Orphan Pages: How to Find and Fix Pages With No Internal Links

November 17, 2023
Technical SEO

No Comments

Orphan pages: how to find and fix pages with no internal links

An orphan page is a URL that exists and can be served, but has zero internal links pointing to it from anywhere on your site. Search engines can still find these pages through your sitemap or external links, but with no internal paths feeding them, they receive almost no crawl priority and almost no link equity. The result is a page that quietly underperforms or never gets indexed at all, and most teams have no idea how many they have.

Why Orphan Pages Hurt You

Internal links do two jobs: they tell crawlers a page exists and matters, and they pass authority through your site's structure. A page cut off from that network loses both signals. The practical consequences:

Crawl starvation. Googlebot prioritizes URLs it discovers through links. Sitemap-only discovery is a weaker signal, so orphans get crawled rarely or not at all.
Diluted authority. A page with no inbound internal links sits at the bottom of your PageRank distribution, even if the content is strong.
Index bloat and confusion. Old orphans (expired campaigns, deprecated products, staging leftovers) clutter your index and can trigger thin-content or duplicate signals.
Hidden revenue. A genuinely valuable page nobody links to is wasted inventory. Connecting it often produces fast ranking gains because the content already exists.

The Core Method: Three Datasets, Two Diffs

You cannot find orphans from a single source. A crawler that starts at your homepage and follows links will never reach an orphan by definition, so the crawl alone can't surface them. The reliable approach is to assemble three independent inventories of your URLs and compare them.

The crawl set, every URL reachable by following internal links from your homepage. Run a link-following crawl with Screaming Frog, Sitebulg, or a similar tool, starting from the root with sitemap-crawling disabled so you measure pure link reachability.
The sitemap set, every URL you've declared in your XML sitemaps. Export these directly, or have your crawler ingest the sitemap as a separate list.
The known-URL set, every URL that actually receives traffic or gets crawled, pulled from server access logs and/or Google Search Console (the Pages report and the URL Inspection API). Analytics landing-page exports work as a supplement.

The orphans live in the gaps between these sets. Two diffs do the work:

Sitemap minus Crawl. URLs in your sitemap that the link-crawl never reached. These are your cleanest orphan candidates: you've told Google they exist, but your own navigation doesn't.
Logs/GSC minus Crawl. URLs that get crawled or earn impressions but aren't reachable by links. This catches orphans that aren't even in your sitemap, often the most neglected pages on the site.
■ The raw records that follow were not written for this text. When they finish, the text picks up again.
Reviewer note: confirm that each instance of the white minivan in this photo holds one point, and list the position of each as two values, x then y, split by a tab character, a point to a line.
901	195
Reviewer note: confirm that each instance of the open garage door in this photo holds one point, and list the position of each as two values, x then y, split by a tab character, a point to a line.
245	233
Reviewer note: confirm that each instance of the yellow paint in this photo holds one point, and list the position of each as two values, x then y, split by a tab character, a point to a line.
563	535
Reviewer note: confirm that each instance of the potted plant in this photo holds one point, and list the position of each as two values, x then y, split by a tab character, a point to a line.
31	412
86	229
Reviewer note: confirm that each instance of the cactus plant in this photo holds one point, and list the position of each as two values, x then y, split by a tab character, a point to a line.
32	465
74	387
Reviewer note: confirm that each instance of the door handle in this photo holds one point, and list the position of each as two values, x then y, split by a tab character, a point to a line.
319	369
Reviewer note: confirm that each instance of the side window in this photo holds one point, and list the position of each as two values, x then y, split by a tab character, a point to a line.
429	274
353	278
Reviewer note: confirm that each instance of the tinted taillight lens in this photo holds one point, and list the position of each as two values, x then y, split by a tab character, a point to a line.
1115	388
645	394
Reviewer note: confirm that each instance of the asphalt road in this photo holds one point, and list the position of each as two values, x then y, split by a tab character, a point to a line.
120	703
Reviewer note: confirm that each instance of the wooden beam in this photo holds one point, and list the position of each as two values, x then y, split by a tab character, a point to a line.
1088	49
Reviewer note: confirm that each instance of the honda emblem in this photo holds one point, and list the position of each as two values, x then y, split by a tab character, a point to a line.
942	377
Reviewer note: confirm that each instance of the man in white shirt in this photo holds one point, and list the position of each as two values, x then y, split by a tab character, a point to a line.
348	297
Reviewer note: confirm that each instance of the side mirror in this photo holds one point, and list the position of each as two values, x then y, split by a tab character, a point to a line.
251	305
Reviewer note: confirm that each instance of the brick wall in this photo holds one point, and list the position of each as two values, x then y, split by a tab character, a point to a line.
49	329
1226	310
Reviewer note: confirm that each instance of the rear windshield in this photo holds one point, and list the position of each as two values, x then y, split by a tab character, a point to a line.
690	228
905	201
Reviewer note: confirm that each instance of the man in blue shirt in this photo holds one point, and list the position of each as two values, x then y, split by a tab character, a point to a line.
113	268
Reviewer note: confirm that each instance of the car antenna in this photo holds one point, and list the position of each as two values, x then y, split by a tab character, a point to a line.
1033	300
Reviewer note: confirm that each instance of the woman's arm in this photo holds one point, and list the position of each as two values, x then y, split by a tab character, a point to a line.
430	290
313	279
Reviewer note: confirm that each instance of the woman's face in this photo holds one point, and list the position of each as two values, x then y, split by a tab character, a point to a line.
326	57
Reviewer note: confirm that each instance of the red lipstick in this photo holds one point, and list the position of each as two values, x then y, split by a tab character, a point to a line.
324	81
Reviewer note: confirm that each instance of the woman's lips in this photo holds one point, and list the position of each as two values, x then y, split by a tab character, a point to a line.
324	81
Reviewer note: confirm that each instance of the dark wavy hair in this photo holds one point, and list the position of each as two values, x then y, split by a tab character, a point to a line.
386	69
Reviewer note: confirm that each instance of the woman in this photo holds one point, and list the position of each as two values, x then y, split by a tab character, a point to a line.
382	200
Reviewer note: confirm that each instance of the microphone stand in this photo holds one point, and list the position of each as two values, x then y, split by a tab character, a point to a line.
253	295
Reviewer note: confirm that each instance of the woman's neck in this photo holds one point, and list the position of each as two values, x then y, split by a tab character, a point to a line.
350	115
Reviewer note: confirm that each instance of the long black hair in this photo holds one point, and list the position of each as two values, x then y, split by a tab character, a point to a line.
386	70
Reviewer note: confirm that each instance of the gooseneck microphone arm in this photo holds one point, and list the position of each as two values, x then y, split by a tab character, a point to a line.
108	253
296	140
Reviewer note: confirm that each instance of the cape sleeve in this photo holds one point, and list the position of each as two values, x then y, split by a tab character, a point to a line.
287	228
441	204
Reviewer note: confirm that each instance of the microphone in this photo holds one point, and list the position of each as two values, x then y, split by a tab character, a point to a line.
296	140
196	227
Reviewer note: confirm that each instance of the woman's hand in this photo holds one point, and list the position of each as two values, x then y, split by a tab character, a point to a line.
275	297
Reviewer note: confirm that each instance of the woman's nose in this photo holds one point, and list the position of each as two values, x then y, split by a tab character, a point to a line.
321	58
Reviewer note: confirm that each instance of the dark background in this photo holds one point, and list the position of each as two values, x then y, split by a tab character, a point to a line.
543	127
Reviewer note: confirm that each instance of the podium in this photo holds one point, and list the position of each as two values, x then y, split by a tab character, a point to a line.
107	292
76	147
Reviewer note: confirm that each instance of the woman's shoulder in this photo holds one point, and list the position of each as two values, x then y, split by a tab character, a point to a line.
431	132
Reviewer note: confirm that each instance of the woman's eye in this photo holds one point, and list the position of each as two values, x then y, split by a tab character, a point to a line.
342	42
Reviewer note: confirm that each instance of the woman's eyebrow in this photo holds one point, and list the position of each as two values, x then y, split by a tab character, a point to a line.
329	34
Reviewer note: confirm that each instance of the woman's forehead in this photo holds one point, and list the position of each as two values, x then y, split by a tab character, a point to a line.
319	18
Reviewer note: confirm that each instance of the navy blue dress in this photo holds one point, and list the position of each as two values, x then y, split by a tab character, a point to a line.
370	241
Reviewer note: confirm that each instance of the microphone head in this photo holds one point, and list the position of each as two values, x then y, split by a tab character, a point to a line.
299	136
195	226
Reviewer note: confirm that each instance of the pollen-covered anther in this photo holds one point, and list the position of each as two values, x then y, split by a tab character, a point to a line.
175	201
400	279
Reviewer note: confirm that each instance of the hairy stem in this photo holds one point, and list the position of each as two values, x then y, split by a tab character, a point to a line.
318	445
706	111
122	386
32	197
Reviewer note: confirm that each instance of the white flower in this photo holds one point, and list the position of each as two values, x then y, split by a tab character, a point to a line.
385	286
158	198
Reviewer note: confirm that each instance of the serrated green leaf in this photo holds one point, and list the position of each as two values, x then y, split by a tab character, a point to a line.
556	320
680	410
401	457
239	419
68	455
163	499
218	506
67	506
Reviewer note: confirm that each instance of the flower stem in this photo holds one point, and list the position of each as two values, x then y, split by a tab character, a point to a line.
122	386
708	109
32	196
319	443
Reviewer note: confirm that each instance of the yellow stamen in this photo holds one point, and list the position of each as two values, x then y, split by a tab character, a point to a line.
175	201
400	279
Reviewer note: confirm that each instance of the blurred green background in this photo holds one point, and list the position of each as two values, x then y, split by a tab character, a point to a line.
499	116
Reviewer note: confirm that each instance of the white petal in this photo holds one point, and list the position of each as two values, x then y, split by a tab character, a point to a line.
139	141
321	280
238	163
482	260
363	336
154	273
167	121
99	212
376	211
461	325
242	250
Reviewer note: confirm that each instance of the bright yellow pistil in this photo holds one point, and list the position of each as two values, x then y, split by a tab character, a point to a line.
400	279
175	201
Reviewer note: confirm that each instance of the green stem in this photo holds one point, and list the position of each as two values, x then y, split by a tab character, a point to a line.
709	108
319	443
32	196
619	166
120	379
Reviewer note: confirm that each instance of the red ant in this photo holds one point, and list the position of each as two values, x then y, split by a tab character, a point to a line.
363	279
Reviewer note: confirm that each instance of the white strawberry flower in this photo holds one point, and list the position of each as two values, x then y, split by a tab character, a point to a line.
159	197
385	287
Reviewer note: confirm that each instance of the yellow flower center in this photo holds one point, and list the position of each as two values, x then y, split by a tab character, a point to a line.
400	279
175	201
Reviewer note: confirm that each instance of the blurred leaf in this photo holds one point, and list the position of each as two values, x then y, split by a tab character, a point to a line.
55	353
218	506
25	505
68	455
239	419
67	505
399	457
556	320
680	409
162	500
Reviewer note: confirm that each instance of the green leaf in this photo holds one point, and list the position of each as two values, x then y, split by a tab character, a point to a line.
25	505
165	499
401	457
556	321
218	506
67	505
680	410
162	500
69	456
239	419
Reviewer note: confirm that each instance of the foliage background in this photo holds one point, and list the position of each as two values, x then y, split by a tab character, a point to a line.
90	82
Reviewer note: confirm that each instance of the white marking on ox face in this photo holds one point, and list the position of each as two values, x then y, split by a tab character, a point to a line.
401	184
Running the Diff in Practice

Once you have three URL lists exported to CSV, normalize them first: lowercase hosts, strip trailing slashes consistently, drop tracking parameters, and resolve protocol/www variants to one canonical form. Skipping normalization produces dozens of false positives where the "same" URL appears in different shapes across sources.

Then a simple set comparison surfaces the candidates. On the command line:

comm -23 sitemap_urls.txt crawl_urls.txt returns URLs in the sitemap but not the crawl (both files sorted with sort -u first).
Repeat with your logs/GSC export in place of the sitemap to catch the second diff.

Screaming Frog automates much of this: connect the GSC and Google Analytics APIs, supply your sitemap, run the crawl, then use the Orphan URLs report under Reports → Crawl Overview. It flags URLs found in connected sources but not in the crawl. Always treat its output as candidates, not verdicts, verify each before acting.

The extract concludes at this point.